Do these quantities make sense?
### Solution
The model explains $R^2=`r signif(summary(lm.cchd.final)$r.squared, 3)*100`%
of the variation in the response.
This is not a lot, but birth weight is more complicated that these predictors can capture.
The final model is
$$
\textrm{cbwt}
=
`r signif(summary(lm.cchd.final)$coefficients[1,1], 2)`
+ `r signif(summary(lm.cchd.final)$coefficients[2,1], 2)` \textrm{ msmoke}
+ `r signif(summary(lm.cchd.final)$coefficients[3,1], 2)` \textrm{ mht}
+ `r signif(summary(lm.cchd.final)$coefficients[4,1], 2)` \textrm{ mppwt}
+ `r signif(summary(lm.cchd.final)$coefficients[5,1], 2)` \textrm{ pht}
.
$$
The model predicts that, with all other predictors held constant,
that a child's birth weight (pounds) is expected to
* increase `r signif(summary(lm.cchd.final)$coefficients[2,1], 2)` pounds for each additional cigarette the mother smokes each day,
* increase `r signif(summary(lm.cchd.final)$coefficients[3,1], 2)` pounds for each inch taller the mother is,
* increase `r signif(summary(lm.cchd.final)$coefficients[4,1], 2)` pounds for each pound heavier the mother is pre-pregnancy, and
* increase `r signif(summary(lm.cchd.final)$coefficients[5,1], 2)` pounds for each inch taller the father is.

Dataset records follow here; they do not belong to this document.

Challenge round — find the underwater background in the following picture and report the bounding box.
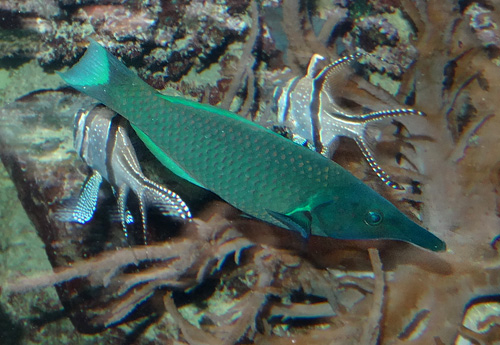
[0,0,500,344]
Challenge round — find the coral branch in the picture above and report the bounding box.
[360,248,385,345]
[164,293,220,345]
[220,0,259,113]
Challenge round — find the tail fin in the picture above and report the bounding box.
[357,109,425,190]
[58,39,153,108]
[142,179,192,221]
[135,179,191,244]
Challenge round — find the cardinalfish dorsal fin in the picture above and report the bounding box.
[59,104,191,245]
[275,53,425,190]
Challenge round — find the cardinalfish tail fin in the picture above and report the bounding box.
[355,132,402,190]
[357,109,424,190]
[58,39,155,115]
[130,179,191,245]
[142,179,192,221]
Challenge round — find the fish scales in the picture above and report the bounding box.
[60,40,446,251]
[108,87,342,224]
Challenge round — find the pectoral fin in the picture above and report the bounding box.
[267,209,312,238]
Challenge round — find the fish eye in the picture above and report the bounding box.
[364,210,383,226]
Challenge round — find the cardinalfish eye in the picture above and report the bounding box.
[364,210,383,226]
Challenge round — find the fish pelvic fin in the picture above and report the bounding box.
[116,184,131,240]
[267,209,312,239]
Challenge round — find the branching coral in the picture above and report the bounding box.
[4,214,253,328]
[2,200,391,344]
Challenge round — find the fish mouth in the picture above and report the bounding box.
[398,222,446,252]
[412,233,446,251]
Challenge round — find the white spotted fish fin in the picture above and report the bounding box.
[318,53,366,98]
[314,55,426,189]
[143,179,192,219]
[109,206,134,225]
[356,126,400,190]
[115,184,131,239]
[55,170,103,223]
[355,109,426,190]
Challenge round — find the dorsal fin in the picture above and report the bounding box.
[305,54,327,78]
[318,53,365,98]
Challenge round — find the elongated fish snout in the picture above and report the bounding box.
[396,218,446,251]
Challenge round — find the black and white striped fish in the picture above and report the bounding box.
[58,104,191,243]
[274,53,425,190]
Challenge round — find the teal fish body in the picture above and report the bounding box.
[60,41,445,251]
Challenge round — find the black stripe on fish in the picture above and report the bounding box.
[105,109,121,186]
[311,53,366,152]
[74,107,93,159]
[278,76,301,124]
[305,54,367,154]
[310,68,325,153]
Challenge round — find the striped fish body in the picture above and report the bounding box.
[59,41,445,251]
[274,75,315,147]
[61,104,191,243]
[74,105,147,196]
[274,54,425,190]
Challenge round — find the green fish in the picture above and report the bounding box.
[59,40,445,251]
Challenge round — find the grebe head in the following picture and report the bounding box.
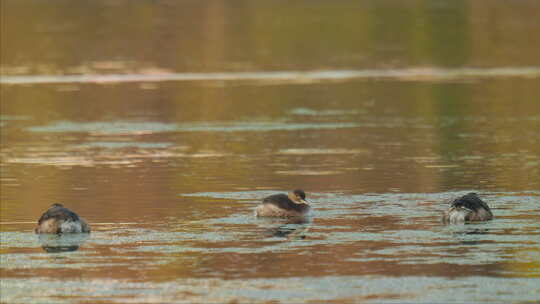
[450,193,481,211]
[51,203,64,208]
[288,189,308,205]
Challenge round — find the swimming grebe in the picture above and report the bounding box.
[442,193,493,223]
[255,189,310,217]
[35,203,91,234]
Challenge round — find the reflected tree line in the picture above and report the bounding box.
[2,0,540,72]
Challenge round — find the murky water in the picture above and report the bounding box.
[1,0,540,303]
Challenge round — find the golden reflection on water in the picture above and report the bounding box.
[2,0,540,303]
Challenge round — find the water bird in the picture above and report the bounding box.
[442,193,493,223]
[35,203,91,234]
[255,189,311,217]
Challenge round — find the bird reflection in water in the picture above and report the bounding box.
[38,233,90,253]
[258,217,311,240]
[447,224,491,246]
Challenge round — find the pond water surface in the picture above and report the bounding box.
[1,1,540,303]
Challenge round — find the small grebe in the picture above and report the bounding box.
[255,189,310,217]
[35,203,91,234]
[442,193,493,223]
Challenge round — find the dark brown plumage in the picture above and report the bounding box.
[442,193,493,223]
[35,204,91,234]
[255,190,310,217]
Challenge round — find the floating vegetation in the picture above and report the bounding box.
[2,67,540,85]
[27,120,360,135]
[278,148,369,155]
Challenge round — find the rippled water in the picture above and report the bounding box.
[1,191,539,303]
[2,0,540,303]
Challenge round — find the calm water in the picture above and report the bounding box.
[1,1,540,303]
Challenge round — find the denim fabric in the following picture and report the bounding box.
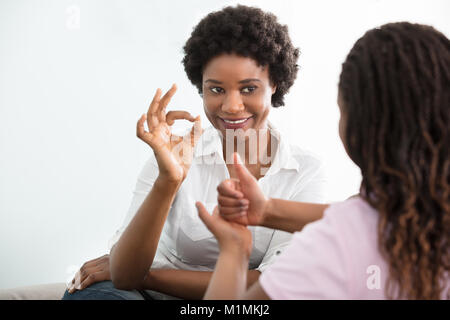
[61,280,145,300]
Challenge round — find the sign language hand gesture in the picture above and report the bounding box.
[196,203,253,259]
[137,84,203,183]
[217,153,269,226]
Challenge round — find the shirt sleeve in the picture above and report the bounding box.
[107,153,159,251]
[259,207,351,299]
[255,155,327,273]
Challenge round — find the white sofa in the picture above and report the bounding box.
[0,283,67,300]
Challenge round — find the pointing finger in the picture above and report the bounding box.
[196,202,216,234]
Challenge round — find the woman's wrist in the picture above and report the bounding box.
[155,174,183,191]
[220,243,251,262]
[260,197,274,228]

So maternal cigarette use decreases birth weight and parental physical size increases birth weight.
This makes sense to me.
## __(1 p)__ Inference to whom
To which population of people does this model make inference to?
Does this generalize to all humans?
Sometimes this is call the "limitations" section.
By carefully specifying what the population is that inference applies to,
often that accounts for the limitations.
### Solution
The model applies to live-born white male babies to women under the Kaiser
Health plan who recieve prenatal care and later give birth in a Kaiser clinic
in California within a reasonable time range of the children studied in this
dataset.
This does not generalize to all humans, though we would expect similarities.